# Finding the derivative

• Nov 20th 2012, 01:39 PM
NettieL
Finding the derivative
Hey there,

I am having trouble understanding how to work out this question, which is x(x+y)-e^y =y^2

I have been given the working out, of which the first line is (x+y)+x(1+y^1)-e^y *y^1=2yy^1
Really not to sure what rules they used to get from a to b, so if anyone could share, that would be most appreciated :)

Nettie.L
• Nov 20th 2012, 01:44 PM
Re: Finding the derivative
Are you differentiating with respect to y or with respect to x?
Overall, in order to solve the problem you have to have knowledge of what is known as Implicit Differentiation
• Nov 20th 2012, 01:56 PM
NettieL
Re: Finding the derivative
with respect to y
• Nov 20th 2012, 02:05 PM
HallsofIvy
Re: Finding the derivative
Do you mean you want to differentiate x with respect to y or y with respect to x? The first is what you said but what you give would be correct if by "y^1" you mean the derivative of y with respect to x, normally written as y'. Solve for y'.
• Nov 20th 2012, 02:06 PM
NettieL
Re: Finding the derivative
x with respect to y. sorry, I meant y' :)
• Nov 20th 2012, 02:24 PM
skeeter
Re: Finding the derivative
the derivative of y w/r to x is y' or dy/dx

the derivative of x w/r to y is x' or dx/dy

one more time ... which?
• Nov 20th 2012, 02:37 PM
NettieL
Re: Finding the derivative
well, in the worked answer they have d/dy (so I'm guessing that means dx/dy).
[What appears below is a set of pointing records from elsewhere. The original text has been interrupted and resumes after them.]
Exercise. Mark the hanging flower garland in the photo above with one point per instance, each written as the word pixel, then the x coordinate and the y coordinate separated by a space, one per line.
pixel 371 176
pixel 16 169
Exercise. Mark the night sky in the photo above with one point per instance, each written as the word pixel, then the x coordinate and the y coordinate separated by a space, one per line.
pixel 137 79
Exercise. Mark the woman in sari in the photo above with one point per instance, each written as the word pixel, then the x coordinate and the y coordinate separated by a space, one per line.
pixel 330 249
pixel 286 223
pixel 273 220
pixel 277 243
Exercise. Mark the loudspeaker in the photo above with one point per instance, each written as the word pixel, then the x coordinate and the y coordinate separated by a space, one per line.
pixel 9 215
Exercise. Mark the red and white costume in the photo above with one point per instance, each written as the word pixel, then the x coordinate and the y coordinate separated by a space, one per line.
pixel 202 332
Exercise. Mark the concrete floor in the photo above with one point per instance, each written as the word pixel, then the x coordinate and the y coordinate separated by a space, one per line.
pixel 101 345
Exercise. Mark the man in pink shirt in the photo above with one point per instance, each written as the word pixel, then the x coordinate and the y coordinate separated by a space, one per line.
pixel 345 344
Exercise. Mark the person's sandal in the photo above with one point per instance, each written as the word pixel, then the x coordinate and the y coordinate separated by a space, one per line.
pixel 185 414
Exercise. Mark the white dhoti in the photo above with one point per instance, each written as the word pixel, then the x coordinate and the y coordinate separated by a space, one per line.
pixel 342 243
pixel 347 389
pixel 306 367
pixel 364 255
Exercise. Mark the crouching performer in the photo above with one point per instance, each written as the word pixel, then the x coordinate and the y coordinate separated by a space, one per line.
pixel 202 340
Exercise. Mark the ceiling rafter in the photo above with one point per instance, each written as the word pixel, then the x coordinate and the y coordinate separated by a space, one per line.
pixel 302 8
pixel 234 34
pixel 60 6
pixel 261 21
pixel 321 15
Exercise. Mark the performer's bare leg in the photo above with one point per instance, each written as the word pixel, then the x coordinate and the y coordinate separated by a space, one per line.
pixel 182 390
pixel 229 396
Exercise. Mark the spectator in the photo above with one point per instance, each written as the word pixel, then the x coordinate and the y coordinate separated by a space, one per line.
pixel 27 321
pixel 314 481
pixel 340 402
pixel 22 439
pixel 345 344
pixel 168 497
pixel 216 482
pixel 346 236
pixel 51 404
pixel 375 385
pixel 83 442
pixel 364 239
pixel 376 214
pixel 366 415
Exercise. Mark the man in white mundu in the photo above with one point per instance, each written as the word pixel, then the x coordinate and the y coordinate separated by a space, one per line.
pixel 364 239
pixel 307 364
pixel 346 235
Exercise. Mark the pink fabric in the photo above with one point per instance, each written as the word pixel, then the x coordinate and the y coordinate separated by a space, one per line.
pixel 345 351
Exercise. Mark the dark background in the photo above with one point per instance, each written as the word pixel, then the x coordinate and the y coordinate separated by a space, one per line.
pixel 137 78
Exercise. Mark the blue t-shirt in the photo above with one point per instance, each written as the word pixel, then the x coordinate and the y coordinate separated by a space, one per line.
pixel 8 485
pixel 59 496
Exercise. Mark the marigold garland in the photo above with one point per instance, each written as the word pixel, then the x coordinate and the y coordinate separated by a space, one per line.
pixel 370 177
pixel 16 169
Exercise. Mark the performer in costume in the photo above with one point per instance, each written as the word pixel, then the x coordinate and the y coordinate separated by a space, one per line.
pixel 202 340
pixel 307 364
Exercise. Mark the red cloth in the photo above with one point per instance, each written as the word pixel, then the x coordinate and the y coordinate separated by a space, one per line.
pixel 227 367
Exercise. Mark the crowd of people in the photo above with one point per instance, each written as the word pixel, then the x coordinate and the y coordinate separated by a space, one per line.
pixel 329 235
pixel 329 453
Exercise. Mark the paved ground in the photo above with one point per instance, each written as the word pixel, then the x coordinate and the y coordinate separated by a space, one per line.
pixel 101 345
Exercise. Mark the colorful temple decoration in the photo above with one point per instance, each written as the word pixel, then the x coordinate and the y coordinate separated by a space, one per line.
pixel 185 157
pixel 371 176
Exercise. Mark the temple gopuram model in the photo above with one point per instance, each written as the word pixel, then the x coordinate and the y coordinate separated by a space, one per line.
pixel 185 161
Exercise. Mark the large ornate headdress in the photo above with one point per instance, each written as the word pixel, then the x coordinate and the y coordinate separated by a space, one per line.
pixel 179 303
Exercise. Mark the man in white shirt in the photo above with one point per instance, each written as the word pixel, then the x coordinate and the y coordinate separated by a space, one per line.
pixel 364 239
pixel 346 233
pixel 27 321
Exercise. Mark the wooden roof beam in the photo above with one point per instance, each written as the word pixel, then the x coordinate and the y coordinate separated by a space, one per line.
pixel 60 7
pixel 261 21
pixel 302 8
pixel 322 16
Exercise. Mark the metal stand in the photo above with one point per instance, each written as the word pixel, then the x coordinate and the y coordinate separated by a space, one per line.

What I really want to know is how they get from that first question, to the (x+y)+x(1+y')-e^y *y'=2yy'
• Nov 20th 2012, 03:50 PM
skeeter
Re: Finding the derivative
the original is taking the derivative w/r to x , so y is treated as a function of x

$\frac{d}{dx} \left[x(x+y)-e^y =y^2\right]$

product rule with the first term, chain rule w/ the rest ...

$(1)(x+y) + x(1 + y') - e^y \cdot y' = 2y \cdot y'$

the goal now is to algebraically solve for y', the derivative of y w/r to x ...